エリナがラピスを伴い、月のネルガルドックでGS艦艇の製造管理にその手腕を振るっているので、あまり口やかましい秘書は居ないものの、プロスがこの書類を残したまま帰らせてくれるとは到底思えない。
「エリナ君って優秀だったねぇ」
居なくなって初めて判るその人の有り難み。
口やかましい事に違いは無かったが、アカツキをコントロールするという点で、彼女はずば抜けた才能を所有していた。
アカツキは今更ながら、秘書から月面支社の責任者へ――半ば厄介払いのつもりで栄転させた事を後悔していた。
翌日、南米に派遣したSSから、月臣とアルストロメリア零号機の足取りが完全に途絶えたという連絡が入った。
彼が身を潜めていたと思われる森の中には、アルストロメリアの痕跡――足跡と、光学迷彩カバーだけが残っており、月臣自身の姿も見あたらなければ、彼からの連絡も無かったという。
彼が内偵を進めていた沖合の島は、支援のSSチームが到着したその前夜に、州軍機のテルミット弾による猛爆撃を受け完全に消滅との事だ。
地元州政府の発表では、建設中の保養施設に生物化学兵器を所持して立て篭もった武装テロリストを島ごと熱焼却したという事なっており、現場はごく僅かな建物の残骸が残っている以外は、高熱で爛れた地層が剥き出しとなった大きな穴があるだけという有様だった。
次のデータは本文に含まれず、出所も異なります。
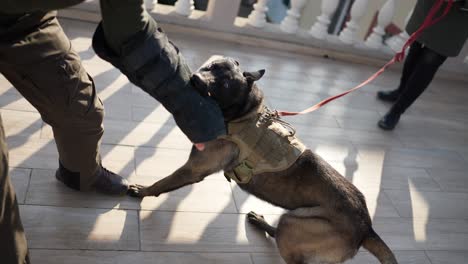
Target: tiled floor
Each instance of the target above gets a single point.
(414, 178)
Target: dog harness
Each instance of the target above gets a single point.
(266, 144)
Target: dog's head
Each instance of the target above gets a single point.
(225, 82)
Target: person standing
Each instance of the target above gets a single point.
(443, 39)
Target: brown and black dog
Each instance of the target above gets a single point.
(327, 219)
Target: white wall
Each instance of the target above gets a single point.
(403, 7)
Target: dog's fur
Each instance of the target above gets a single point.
(327, 220)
その後一ヶ月が過ぎて十二月となっても、月臣の消息は伺い知れず、また本人からの連絡も無かったが、ある日ネルガルの本社受付に、月臣の伝言を預かったと語る女性がプロスを尋ねてやって来た。
アネット・メイヤーと名乗るその女性は、見窄らしい格好と、何かに怯えている様なたどたどしい言動が怪しかった為、警備員によって身を拘束されたが、彼女の所有物にSSしか持たぬ特殊なコミュニケが有った事で、プロスが直接合う事となった。
彼女の口から伝えられた内容は、状況証拠と併せて事実と判断され、当該施設にオリジナルバイド体が存在した事と、クリムゾンが人体実験を行っていた事、そして月臣は被調査施設における爆撃に巻き込まれMIA――行方不明になった事が判明した。
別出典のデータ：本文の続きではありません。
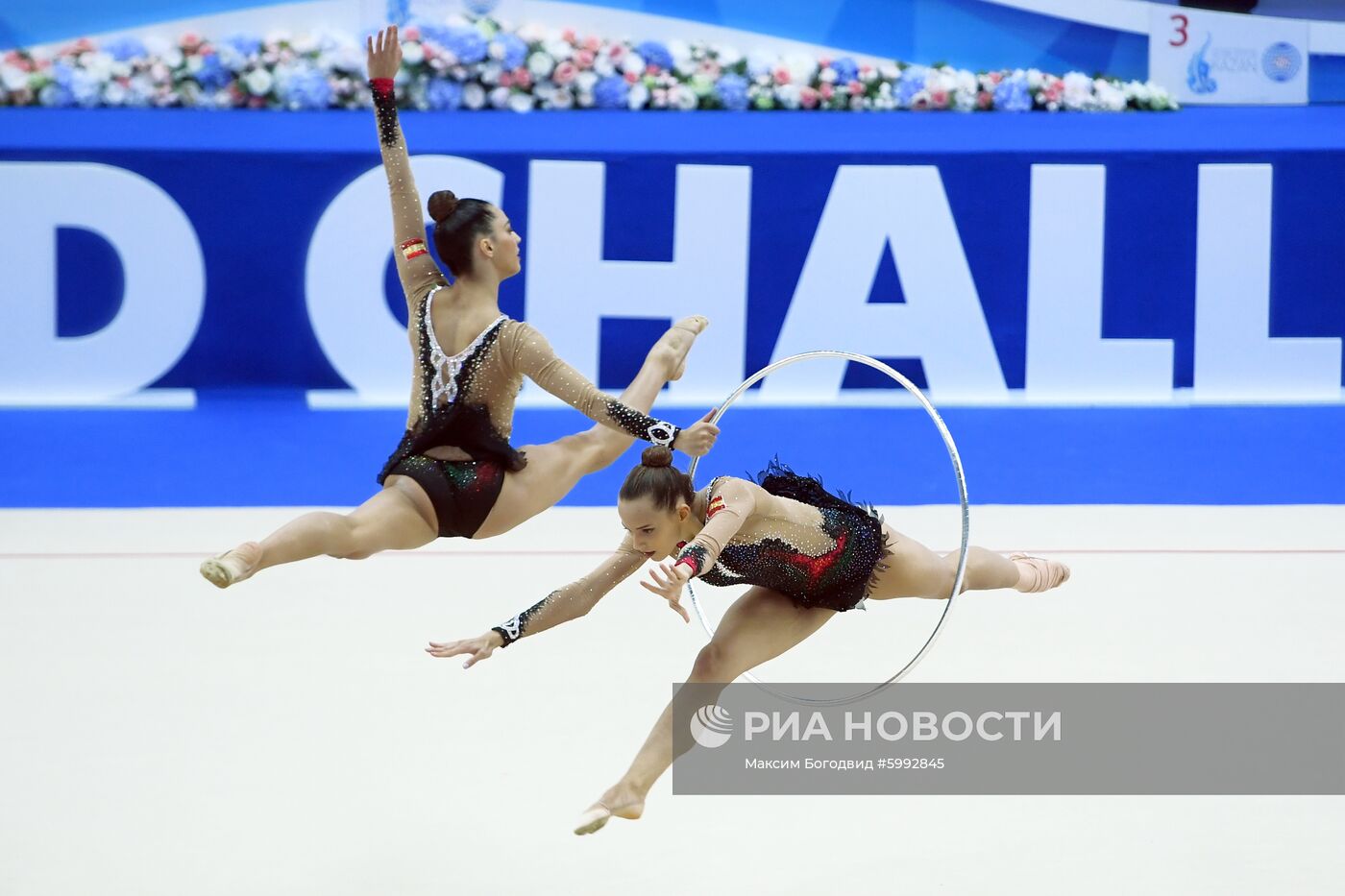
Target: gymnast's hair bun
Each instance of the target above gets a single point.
(441, 205)
(656, 456)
アカツキは、自らの判断に大きな後悔を感じつつ、人知れずこの世から消えてしまった優秀なSSの魂が、どうか親友の元へ辿り着く事を祈り、そしてそんな柄でもない事をしている自分に対して嘲笑を浮かべた。
尚、アネットはネルガルに保護され、彼女が体験したあの島での経験と彼女自身の強い意思を買われ、イネスが所長を務めるハチ研で事務の仕事を手伝っている。
彼女は今でも月臣の帰還を待ち続けているらしい。